Avantages et inconvénients de l’internet
Le domaine des médias est un endroit où la « météo de la diffusion l’information » est très imprévisible. Ces dernières années le domaine ne se développe que dans les réseaux sociaux. C’est pour la présidente un moyen de contourner la censure d’État, et cela sans que ces « journalistes » aient conscience des conséquences, positives ou négatives, des informations qu’ils diffusent sur internet. C’est pour elle une manière de plaider pour un mécanisme d’« autorégulation » afin de bloquer tous les contenus offensants et compromettants.
« Par exemple Saïd a un compte Facebook. Quand il poste une vidéo, il a quelque 500 vues. Saïd tient des propos séparatistes, mais il ne touche que 500 personnes. Maintenant, un autre média plus suivi avec beaucoup plus d’abonnés, bien référencé, reprend la même vidéo et la diffuse telle quelle. », a expliqué Faïza Soulé Youssouf pour commencer à évoquer la série des urgences de la feuille de route que propose la présidente pendant son mandat.
Ces dernières années naissent de nombreux médias en ligne, qui ne diffusent généralement que des Live Facebook et des vidéos reprises sur d’autres supports. Des médias qui n’existent que sur les réseaux sociaux, essentiellement sur Facebook et Youtube.
Il est donc légitime d’être inquiet et même alarmiste de l’usage fait par des acteurs étatiques et non étatiques des outils technologiques pour surveiller, pour contrôler, pour censurer le journaliste et pour atteindre sa vie privée.
Travailler dans un environnement sûr et respectueux des droits
À l’approche des échéances électorales de 2024, la présidente du syndicat pense que c’est un moment pendant lequel les journalistes sont souvent victimes d’une campagne de dénigrement, d’intimidation, de harcèlement orchestrée par les politiques. C’est pour cette raison que le syndicat aspire à créer un environnement sûr et respectueux des droits des journalistes.
Pour éviter que ces propositions ne restent stériles, Faïza Soulé Youssouf appelle les autorités à prendre de solides mesures préventives et nécessaires pour protéger les journalistes comoriens. Mais, elle s’adresse également à ses collègues : « Dès à présent, nous nous devons de faire en sorte d’être irréprochables dans le traitement de l’information », affirme-t-elle.

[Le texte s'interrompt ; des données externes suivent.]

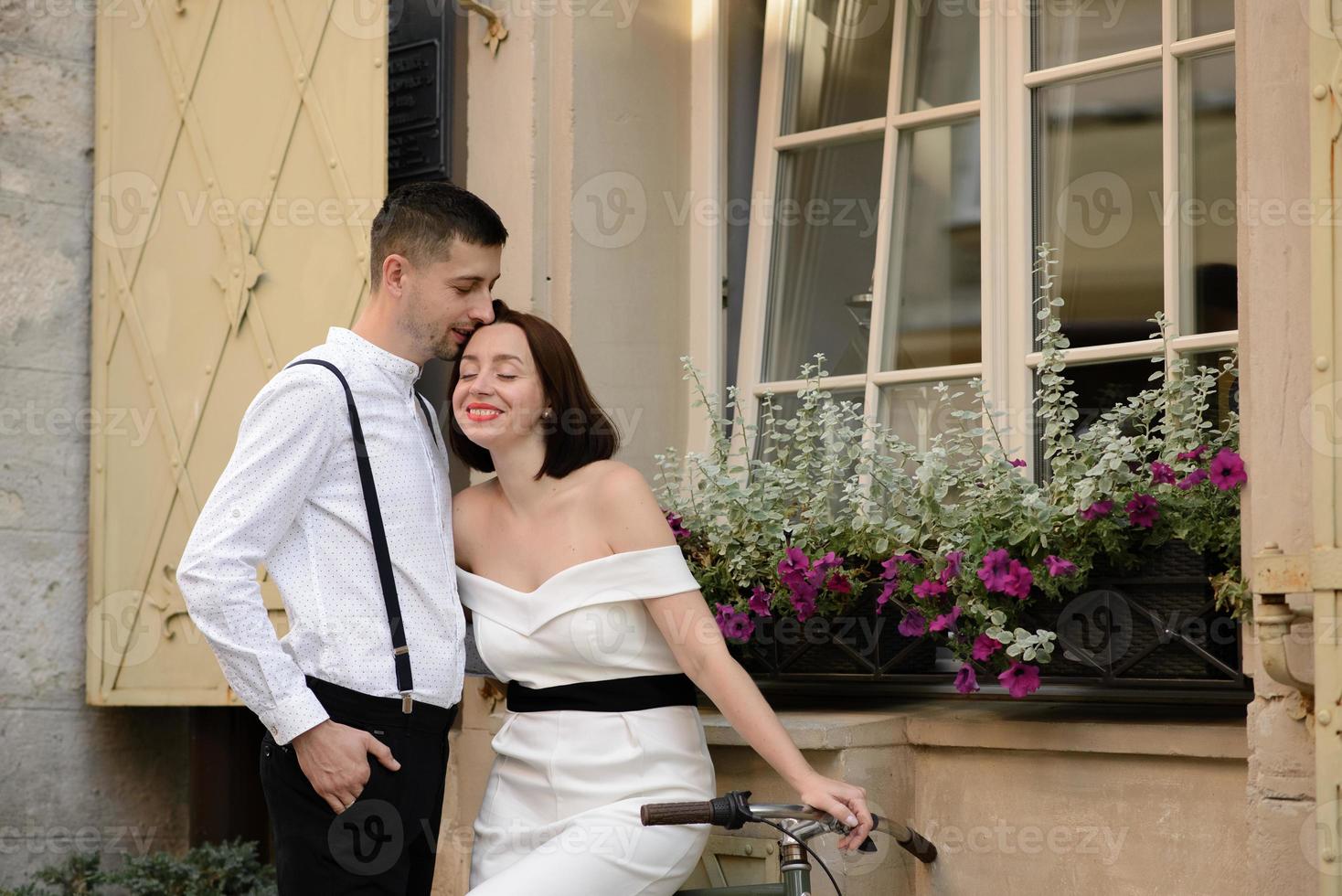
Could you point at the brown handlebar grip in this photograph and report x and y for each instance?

En tout état de cause, la feuille de route du Syndicat national des journalistes des Comores se veut claire : remettre le professionnalisme et les ficelles du métier sur les rails de l’éthique et de la déontologie en instituant un nouveau paradigme, un nouveau cadre de formation.
Elle se fait également un point d’honneur à étendre le rayon d’activité du bureau du SNJC. Et cela en affiliant dès le mois à venir le syndicat comorien à la plateforme de l’Association internationale des Syndicats des journalistes.